I’m not here very frequently, I just really like political theory and have seen around the site that you guys try to not discuss it too much. Not very common to find a good place to discuss it, as one would expect. But I’d love to find one!
Trivially, yes. Among other things, we would like politicians to reason better, and for everyone to profit thereby.
As it happens, this significantly predates the current political environment. Minimizing talking about politics, in the American political party horse-race sense, is one of our foundational taboos. It is not so strong anymore—once even a relevant keyword without appropriate caveats would pile on downvotes and excoriation in the comments—but for your historical interest the relevant essay is Politics Is The Mind-Killer. You can search that phrase, or similar ones like “mind-killed” or “arguments are soldiers” to get a sense of how it went. The basic idea was that while we are all new at this rationality business, we should try to avoid talking about things that are especially irrational.
Of course at the same time the website was big on atheism, which is an irony we eventually recognized and corrected. The anti-politics taboo softened enough to allow talking about theory, and mechanisms, and even non-flashpoint policy (see the AI regulation posts). We also added things like arguing about whether or not god exists to the taboo list. There was a bunch of other developments too, but that’s the directional gist.
Happily for you and me both, political theory tackled well as theory finds a good reception here. As an example I submit A voting theory primer for rationalists and the follow-up posts by Jameson Quinn. All of these are on the subject of theories of voting, including discussing some real life examples of orgs and campaigns on the subject, and the whole thing is one of my favorite chunks of writing on the site.

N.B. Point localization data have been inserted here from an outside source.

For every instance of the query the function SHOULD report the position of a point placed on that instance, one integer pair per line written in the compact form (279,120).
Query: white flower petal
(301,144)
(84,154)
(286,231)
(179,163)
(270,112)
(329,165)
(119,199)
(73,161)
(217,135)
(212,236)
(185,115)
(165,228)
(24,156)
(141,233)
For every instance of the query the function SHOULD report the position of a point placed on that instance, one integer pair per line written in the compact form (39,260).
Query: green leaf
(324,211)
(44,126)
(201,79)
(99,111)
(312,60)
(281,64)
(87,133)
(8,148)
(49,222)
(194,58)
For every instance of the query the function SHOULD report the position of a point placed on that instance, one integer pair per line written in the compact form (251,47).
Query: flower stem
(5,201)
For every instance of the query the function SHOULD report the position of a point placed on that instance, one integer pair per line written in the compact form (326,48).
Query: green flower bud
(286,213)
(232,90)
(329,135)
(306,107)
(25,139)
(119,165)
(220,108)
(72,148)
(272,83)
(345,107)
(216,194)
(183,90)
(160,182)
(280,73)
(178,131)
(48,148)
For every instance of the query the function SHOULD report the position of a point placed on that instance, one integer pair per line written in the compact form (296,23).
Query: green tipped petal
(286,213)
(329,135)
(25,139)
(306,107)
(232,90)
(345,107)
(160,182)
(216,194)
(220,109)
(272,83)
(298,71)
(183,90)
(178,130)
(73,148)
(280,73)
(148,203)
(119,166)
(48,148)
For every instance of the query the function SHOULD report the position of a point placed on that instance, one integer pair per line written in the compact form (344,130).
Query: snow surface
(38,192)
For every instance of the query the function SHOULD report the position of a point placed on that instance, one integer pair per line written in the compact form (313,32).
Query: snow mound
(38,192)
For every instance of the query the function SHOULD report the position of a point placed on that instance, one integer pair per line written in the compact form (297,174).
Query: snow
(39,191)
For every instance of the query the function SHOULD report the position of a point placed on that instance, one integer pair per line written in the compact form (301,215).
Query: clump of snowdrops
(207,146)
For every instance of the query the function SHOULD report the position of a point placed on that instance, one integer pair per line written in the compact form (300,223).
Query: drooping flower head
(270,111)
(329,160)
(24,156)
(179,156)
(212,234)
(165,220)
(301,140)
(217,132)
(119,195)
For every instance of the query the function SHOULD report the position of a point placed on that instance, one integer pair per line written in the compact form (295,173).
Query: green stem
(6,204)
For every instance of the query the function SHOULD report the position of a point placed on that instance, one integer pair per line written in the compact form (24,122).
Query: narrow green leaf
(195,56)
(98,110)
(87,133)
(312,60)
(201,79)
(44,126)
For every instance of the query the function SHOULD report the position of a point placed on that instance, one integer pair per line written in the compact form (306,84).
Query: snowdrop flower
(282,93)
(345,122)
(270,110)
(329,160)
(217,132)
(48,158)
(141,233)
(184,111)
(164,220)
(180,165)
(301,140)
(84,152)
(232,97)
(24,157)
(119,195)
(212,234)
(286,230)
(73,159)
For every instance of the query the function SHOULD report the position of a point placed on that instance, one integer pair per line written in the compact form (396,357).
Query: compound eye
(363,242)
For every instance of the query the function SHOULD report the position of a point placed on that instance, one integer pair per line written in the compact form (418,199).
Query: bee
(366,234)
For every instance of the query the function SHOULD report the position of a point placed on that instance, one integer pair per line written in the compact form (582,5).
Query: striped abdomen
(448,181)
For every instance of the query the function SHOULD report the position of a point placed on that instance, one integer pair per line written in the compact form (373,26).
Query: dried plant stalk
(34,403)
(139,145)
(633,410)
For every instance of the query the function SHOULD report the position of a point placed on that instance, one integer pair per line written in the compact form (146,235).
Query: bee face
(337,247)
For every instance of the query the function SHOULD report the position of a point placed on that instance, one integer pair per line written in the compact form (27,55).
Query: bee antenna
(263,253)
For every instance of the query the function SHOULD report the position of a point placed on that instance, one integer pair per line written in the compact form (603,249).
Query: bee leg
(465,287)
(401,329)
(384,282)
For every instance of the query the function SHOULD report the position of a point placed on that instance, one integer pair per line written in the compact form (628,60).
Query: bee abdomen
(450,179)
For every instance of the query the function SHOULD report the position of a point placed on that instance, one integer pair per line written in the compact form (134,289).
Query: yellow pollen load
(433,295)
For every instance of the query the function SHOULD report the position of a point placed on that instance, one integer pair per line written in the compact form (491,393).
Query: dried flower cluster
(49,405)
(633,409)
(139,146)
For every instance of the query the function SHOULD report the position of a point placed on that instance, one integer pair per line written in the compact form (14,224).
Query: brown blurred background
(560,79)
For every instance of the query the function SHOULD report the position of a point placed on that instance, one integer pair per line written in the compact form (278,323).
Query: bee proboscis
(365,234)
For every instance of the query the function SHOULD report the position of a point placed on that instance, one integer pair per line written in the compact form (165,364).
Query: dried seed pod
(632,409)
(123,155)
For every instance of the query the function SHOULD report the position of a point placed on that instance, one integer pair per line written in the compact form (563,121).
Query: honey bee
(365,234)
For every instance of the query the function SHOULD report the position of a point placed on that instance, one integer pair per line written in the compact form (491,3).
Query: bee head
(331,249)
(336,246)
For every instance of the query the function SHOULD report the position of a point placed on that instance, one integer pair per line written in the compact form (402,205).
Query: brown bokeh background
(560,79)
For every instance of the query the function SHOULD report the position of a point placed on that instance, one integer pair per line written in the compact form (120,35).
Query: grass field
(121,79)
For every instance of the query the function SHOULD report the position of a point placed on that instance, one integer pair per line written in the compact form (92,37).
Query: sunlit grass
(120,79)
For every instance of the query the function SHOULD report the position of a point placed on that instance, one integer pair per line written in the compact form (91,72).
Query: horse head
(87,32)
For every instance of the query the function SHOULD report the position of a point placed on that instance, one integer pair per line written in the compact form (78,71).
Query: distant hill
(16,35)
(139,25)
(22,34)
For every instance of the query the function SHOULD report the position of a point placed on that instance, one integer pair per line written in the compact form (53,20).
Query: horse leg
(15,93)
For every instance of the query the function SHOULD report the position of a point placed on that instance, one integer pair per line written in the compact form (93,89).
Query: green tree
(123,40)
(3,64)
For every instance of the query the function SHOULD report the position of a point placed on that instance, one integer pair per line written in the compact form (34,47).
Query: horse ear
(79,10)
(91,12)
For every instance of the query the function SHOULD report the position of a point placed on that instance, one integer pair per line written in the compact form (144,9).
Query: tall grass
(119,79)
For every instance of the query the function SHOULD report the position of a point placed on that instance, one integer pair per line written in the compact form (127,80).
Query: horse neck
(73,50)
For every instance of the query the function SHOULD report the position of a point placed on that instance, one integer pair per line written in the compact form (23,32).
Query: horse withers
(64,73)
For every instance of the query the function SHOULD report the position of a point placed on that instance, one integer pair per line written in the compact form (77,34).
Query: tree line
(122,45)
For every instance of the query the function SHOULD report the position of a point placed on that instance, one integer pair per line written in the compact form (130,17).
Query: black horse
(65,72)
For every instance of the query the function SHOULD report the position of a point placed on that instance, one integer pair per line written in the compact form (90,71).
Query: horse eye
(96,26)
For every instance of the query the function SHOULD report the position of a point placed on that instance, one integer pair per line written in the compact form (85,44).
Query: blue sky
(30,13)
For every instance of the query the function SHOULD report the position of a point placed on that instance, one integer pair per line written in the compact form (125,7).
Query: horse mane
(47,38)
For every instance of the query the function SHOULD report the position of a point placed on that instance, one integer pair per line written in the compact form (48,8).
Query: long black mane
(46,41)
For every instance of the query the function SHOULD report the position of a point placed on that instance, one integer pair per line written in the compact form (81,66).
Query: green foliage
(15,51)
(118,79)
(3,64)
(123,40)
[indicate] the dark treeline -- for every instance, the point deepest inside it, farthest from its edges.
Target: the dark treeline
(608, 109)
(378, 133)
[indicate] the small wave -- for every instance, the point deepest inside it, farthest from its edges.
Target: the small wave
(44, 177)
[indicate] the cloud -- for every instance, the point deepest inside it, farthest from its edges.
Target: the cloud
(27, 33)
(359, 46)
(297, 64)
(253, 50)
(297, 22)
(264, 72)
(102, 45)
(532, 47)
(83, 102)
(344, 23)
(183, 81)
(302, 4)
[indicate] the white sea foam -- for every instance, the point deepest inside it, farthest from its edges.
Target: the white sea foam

It depends what you mean by political. If you mean something like “people should act on their convictions” then sure. But you don’t have to actually go in to politics to do that, the assumption being that if everyone is sane, they will implement sane policies (with the obvious caveats of Moloch, Goodhart etc.).
If you mean something like “we should get together and actively work on methods to force (or at least strongly encourage) people to be better”, then very much no. Or rather it gets complicated fast.
Thank you. I don’t think it’s possible to review this book without talking a bit about politics, given that so many of the techniques were forged and refined via political canvassing, but I also don’t think that’s the main takeaway, and I hope this introduced some good ideas to the community.